Canadians reported second-largest number of UFO sightings last year

Canadians reported second-largest number of UFO sightings last year

I take reports about UFO sightings with a large grain of salt.

I suppose it's possible extra-terrestrials from stars hundreds of light years from Earth could have the technology to visit us more often than I see my mother.

I even thought I saw an unidentified flying object once. At a remote cabin one summer night, the sky was clear enough to pick out shooting stars and satellites. I was watching one satellite move overhead when it suddenly took a sharp turn. At least that's what I thought I saw.

So I'm not going to rule out completely some of the sightings in this year's Ufology Research annual report.

The survey, compiled each year since 1989 by a Winnipeg-based team, reported 1,180 UFO sightings in Canada last year. That's down substantially from the record 1,981 sightings in 2012 but still the second-highest number since the survey began.

The report says the nearly 2,000 sightings in 2012 probably were an anomaly, "likely due to many people excited about the so-called 'end of the world' in 2012 according to the Mayan Calendar."

[ Related: Aliens getting braver? UFO sightings in Canada doubled last year ]

In all, about 14 per cent of sightings were classified as unexplained.

"Although the largest percentage of reported UFOs is simply lights in the night sky, a small number are objects with definite shapes observed within the witnesses’ frame of reference," the report says.

The survey team is careful not to attribute the mysterious lights or shapes to extra-terrestrial sources but says the continued reporting and a trend to increased sightings "suggests a need for further examination of the phenomenon by social, medical and/or physical scientists."

“It’s a matter of eliminating possible explanations, until we’re left with something we can’t explain,” report editor Chris Rutkowski, whose day job is in media relations at the University of Manitoba, told The Canadian Press.

“It may or may not have anything to do with aliens, and very likely not. And yet the possibility that there’s an interesting phenomenon there is something that scientists should be curious about.”

The advent of drones is thought responsible for a spike in sightings over the last few years, according to Time.

That's why you won't see anything in the Ufology report about last September's purported sighting at a Vancouver Canadians' baseball game.

Video and photos of an object hovering above the trees outside Nat Bailey Stadium swept across the Internet until it was exposed as an elaborate stunt by the nearby H.R. MacMillan Space Centre to promote the $500,000 upgrade to its Planetarium Theatre, CTV News reported at the time.

[ Related: Aliens miffed at Earth's wars, former defence minister says ]

Still, the report singles out several "unknown" sightings as interesting.

There was a January 2013 sighting in Musquodoboit, N.S., where two kids sledding on a hill heard a beeping noise and saw an object shaped like "a massive hotel" with protrusions and windows flying over a nearby house.

A man in St-Jerome, Que., using his telescope to look at a star last May was startled by a bright flash. He looked up to see a large rectangular object moving over the treetops, making a whistling sound.

And a Winnipeg air traffic controller reported four lights in a V-shaped formation moving silently overhead at an altitude of 1,000-2,000 feet. The controller did not think they were aircraft because the did not display the normal beacons.
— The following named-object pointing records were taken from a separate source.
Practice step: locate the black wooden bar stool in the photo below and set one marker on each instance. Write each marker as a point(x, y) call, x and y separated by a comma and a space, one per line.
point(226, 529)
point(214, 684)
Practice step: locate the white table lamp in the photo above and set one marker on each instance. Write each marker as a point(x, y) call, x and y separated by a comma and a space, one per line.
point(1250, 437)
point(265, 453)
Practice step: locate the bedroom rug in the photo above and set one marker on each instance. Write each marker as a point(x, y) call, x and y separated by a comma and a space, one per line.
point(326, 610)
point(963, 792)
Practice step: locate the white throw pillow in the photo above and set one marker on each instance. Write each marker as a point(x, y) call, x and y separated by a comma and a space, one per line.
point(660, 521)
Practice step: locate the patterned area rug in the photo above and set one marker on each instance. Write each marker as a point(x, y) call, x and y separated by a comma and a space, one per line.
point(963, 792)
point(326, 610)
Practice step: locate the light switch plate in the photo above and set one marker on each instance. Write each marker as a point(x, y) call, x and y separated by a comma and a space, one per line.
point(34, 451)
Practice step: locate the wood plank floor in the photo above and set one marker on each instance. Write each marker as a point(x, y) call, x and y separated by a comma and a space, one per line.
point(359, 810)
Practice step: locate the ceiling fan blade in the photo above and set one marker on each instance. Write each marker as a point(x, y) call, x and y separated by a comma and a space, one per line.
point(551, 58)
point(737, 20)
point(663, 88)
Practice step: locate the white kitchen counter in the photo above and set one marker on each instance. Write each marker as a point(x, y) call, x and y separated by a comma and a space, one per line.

There are plenty who want to believe, including former Liberal defence minister Paul Hellyer, who's on record as warning humanity to get rid of its nuclear arsenals so anxious aliens can finally reveal themselves and lavish us with new technology.

“We have a long history of UFOs and of course there has been a lot more activity in the last few decades since we invented the atomic bomb,” Hellyer told a Russian TV show recently.

“They are very concerned about that and that we might use it again, because the whole cosmos as a unity, and it affects not just us but other people in the cosmos, they are very much afraid that we might be stupid enough to start using atomic weapons again.”

If that sounds familiar, hunt up a copy of the original 1951 version of The Day the Earth Stood Still.